The bottom line: When you have a celebrity GM, it really doesn’t do much for you financially unless you turn the team around. It is ultimately about winning. Would you get a lot of attention? Yes. But that attention is not really worth much. Teams that have paid so-called celebrity GMs or have awarded people spots because of their name. Same thing with celebrity coaches. Often the finances are misguided.

Now, there is a value if you believe he is an incredible basketball observer and you think he will help turn the team around. But that has nothing to do with Bill Simmons’ name. Would people go and see Bill Simmons’ team because Bill is Simmons is running it?

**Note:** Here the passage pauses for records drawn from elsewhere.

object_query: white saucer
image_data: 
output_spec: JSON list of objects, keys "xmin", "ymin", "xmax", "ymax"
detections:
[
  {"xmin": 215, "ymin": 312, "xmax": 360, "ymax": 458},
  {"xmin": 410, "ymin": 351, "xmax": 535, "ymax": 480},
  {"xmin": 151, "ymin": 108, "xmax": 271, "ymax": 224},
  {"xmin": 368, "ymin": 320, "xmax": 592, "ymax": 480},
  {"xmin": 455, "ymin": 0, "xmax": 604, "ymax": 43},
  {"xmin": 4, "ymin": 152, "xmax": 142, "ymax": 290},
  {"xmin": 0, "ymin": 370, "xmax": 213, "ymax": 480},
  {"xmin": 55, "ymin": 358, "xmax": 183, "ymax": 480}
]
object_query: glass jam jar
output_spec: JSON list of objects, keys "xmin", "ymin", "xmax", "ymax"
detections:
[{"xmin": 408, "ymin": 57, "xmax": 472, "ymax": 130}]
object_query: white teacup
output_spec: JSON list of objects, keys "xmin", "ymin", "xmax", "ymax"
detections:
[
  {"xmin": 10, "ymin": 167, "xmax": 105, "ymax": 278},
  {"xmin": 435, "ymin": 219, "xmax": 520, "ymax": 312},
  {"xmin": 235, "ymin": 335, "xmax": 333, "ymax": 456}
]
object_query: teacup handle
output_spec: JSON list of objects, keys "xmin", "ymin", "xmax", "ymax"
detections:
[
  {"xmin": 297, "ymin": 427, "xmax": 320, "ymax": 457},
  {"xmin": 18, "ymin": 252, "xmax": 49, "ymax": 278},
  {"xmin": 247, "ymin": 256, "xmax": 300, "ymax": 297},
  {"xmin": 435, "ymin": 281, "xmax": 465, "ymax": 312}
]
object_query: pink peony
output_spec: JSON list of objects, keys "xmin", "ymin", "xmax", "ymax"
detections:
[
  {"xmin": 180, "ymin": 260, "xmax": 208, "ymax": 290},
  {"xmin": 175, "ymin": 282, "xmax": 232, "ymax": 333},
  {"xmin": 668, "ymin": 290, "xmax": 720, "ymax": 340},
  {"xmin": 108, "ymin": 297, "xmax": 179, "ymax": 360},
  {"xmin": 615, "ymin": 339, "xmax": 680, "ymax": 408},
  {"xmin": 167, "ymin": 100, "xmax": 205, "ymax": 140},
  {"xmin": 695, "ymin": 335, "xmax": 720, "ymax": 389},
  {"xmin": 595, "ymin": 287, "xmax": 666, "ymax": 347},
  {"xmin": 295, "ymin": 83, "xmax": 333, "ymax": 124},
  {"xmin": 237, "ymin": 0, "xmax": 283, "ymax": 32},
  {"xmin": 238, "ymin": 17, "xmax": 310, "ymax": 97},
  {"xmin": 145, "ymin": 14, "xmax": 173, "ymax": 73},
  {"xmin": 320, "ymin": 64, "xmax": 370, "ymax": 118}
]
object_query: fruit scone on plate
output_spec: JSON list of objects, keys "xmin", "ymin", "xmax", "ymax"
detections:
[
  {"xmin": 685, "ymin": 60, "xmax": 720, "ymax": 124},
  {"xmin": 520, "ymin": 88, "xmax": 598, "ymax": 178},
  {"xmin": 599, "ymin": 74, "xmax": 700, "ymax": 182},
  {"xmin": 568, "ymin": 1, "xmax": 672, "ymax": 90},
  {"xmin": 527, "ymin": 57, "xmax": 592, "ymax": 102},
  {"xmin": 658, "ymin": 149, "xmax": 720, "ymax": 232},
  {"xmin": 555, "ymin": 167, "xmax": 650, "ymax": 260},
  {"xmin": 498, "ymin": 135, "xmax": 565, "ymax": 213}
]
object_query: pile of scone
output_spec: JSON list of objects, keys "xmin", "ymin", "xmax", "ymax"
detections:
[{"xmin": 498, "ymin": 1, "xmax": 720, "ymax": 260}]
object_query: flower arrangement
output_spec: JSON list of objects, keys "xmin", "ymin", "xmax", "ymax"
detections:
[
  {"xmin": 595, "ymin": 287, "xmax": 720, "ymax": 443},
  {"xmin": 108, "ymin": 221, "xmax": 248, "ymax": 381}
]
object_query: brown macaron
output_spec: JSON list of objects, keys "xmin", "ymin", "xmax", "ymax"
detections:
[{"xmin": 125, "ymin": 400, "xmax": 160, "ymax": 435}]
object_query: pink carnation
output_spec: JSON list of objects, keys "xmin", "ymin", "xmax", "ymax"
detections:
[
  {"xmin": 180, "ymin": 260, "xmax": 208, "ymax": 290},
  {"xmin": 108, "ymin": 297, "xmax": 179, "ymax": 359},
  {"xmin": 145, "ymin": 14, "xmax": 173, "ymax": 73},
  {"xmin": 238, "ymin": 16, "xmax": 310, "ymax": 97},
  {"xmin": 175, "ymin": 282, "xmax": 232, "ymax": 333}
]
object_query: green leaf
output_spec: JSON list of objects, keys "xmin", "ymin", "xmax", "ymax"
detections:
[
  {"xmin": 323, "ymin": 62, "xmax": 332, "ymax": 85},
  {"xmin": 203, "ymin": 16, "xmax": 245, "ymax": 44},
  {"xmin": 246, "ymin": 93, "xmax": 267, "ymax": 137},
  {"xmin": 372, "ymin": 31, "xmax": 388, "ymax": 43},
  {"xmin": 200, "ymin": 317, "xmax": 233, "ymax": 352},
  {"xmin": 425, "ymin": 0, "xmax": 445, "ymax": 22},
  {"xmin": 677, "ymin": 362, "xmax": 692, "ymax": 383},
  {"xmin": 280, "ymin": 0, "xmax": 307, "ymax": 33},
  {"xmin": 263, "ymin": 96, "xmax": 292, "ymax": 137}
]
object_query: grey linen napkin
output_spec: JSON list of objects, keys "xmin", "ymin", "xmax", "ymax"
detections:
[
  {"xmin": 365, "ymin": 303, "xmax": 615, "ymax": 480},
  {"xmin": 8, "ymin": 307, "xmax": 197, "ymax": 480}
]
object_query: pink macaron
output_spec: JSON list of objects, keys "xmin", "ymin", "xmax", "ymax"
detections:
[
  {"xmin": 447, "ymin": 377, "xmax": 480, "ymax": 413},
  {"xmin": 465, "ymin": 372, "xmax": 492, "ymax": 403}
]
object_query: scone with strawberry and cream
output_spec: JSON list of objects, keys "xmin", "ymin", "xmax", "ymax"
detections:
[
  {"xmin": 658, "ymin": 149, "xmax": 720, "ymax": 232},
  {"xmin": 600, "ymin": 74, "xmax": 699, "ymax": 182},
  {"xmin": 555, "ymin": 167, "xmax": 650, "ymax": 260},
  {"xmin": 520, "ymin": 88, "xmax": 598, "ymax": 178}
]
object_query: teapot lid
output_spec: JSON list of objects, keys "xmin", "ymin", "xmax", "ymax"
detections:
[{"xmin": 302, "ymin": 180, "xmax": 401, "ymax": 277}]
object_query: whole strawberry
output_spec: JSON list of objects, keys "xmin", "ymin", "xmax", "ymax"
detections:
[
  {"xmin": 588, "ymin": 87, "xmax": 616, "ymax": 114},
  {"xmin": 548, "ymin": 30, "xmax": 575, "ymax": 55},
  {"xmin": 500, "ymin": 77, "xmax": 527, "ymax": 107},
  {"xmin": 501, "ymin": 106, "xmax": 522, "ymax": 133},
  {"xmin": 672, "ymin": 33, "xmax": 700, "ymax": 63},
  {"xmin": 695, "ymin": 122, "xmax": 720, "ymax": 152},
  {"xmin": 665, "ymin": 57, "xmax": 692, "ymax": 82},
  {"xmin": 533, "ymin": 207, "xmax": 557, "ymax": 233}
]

He would cause some controversy I’m sure. He’d be very bold. There’s only value when your team is winning. The reason the Pistons were able to sell out that big arena wasn’t because bad boy Joe Dumars was in the arena, it’s that he was working with great scouts and making good deals.

On the difference between, say, the Wolves and Knicks hiring a guy like Simmons to run the team: “Here’s the only thing I would say: There is a greater capacity to grow in Minnesota than New York. His potential for value in a popularity boost would be greater because there are more seats to fill.”

Overall: “It’s great publicity value, but the dollar value isn’t much.”

In layman’s (our terms): Rovell was skeptical of the folks on the original Q&A who said they would rush out and buy season tickets if Simmons was hired. So while it might be fascinating and entertaining, apparently it might not be that valuable.